Every single "Bengal" tiger outside India is indeed a zoo-mix individual; the last proven pure individual outside the Indian population was a male at Bristol Zoo in 1984, although a handful of debated individuals floated around until more recently - however the final of these died at Wingst in 2013.
I know I'm resurrecting a thread, but this is interesting to read. Especially since there are some zoos that do label their tigers as Bengal, even one here in North Dakota. Likely these tigers are hybrids or inbred though. I'm wondering what the genetic purity is of circus tigers in the USA.
 
I know I'm resurrecting a thread, but this is interesting to read. Especially since there are some zoos that do label their tigers as Bengal, even one here in North Dakota. Likely these tigers are hybrids or inbred though. I'm wondering what the genetic purity is of circus tigers in the USA.

Probably very impure, since white tigers are commonplace among circuses.
 
Probably very impure, since white tigers are commonplace among circuses.

White tigers can be of a pure subspecies; it's just a recessive mutation. That being said, my guess would be that circus tigers are almost all hybridized to at least some degree. Anything in the US that is labelled Bengal is probably not pure.
 
You have hit the majority of factors the TAGs consider right on the head. Those are the most significant along with genetics and demography of the population. There is zero point in having 10 000 captive tigers if they are horribly inbred. And an unstable age or gender bias can also create enormous problems. Boom busts do no species any good.

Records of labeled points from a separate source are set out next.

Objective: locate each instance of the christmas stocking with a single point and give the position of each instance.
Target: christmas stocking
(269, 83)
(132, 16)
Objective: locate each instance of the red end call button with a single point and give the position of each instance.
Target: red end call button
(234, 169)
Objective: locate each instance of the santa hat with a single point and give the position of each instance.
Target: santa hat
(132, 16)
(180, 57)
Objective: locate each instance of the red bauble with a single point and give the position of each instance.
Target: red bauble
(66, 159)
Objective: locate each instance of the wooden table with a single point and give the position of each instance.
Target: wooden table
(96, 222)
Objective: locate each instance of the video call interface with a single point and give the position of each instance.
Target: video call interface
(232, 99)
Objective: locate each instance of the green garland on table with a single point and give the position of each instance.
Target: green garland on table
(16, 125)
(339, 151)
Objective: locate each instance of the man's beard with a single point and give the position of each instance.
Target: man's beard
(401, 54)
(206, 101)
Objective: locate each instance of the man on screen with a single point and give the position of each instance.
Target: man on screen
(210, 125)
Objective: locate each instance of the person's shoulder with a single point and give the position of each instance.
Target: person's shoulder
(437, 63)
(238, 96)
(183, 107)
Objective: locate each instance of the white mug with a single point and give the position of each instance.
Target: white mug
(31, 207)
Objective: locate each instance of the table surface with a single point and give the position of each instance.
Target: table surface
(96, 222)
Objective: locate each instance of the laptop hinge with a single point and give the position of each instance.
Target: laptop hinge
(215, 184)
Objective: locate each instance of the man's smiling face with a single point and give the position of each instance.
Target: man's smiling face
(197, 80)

TAGs will ask zoos to try to create more space when deemed necessary for the populations health. But to do that there must be institutional interest which is in part driven by guest interest. Yes almost every zoo has lions and tigers because that is what guests expect and are the big pulls for guests. They are easily identifiable for people. Now how many people know what they are looking at when they see say a fishing cat? Maybe a tiny fraction of people. Are those rarities most dont recognize going to draw in the visitors who's dollars are the ones building the exhibits? Not too likely. That creates less institutional interest which creates less spaces, even if the population could be grown and founders added. If a zoo has $10 million to spend on exhibits they will try to make sure they get the best bang for the buck by supporting some big feature animals everyone will flock to see and sprinkling in some rarer extras if they can. It will be the star animals drawing in the majority of guests though. In the end zoos are businesses that need to make enough money to reinvest in itself.

TAGs have to make tough calls but some arent that hard. If the population isnt sustainable then its easier. Some species have small populations and its almost impossible to get new stock. If there isnt interest in growing a population or zoos are deciding on their own this species just isnt working for them then its easier. TAGs cannot make zoos keep a species if they just dont want them. In the end each zoo has the choice to keep what it wants. TAGs just make recommendations. Sometimes its easy to give up on a species because another region has a strong breeding program. Often if European, Japanese or Aussie zoos have thriving populations it frees up the AZA to refocus its attention on another species.

Its a complex thing. Each decision is thoroughly examined, considered and reconsidered with the goal of doing the most good they can with the limited space, funds and animals they have. I'm glad that I'm not the one making those kinds of decisions.
Isn't the species of tiger that are in zoos the Malayan indo Chinese amur and Bengal and what I'm sure is a cross breed of Siberian as for leopards I know amur is high on the list but what about snow leopards or are they on a phase out. I' suprised that zoos like lincoln park and brookfield are just sticking to the black rhino conservation shouldn' the Indian, and other rarer rhino species be taken into account. As far as apes go though I'm sure harder to take care of what about eastern gorillas and possibly mountain though I am sure that is to small of a population.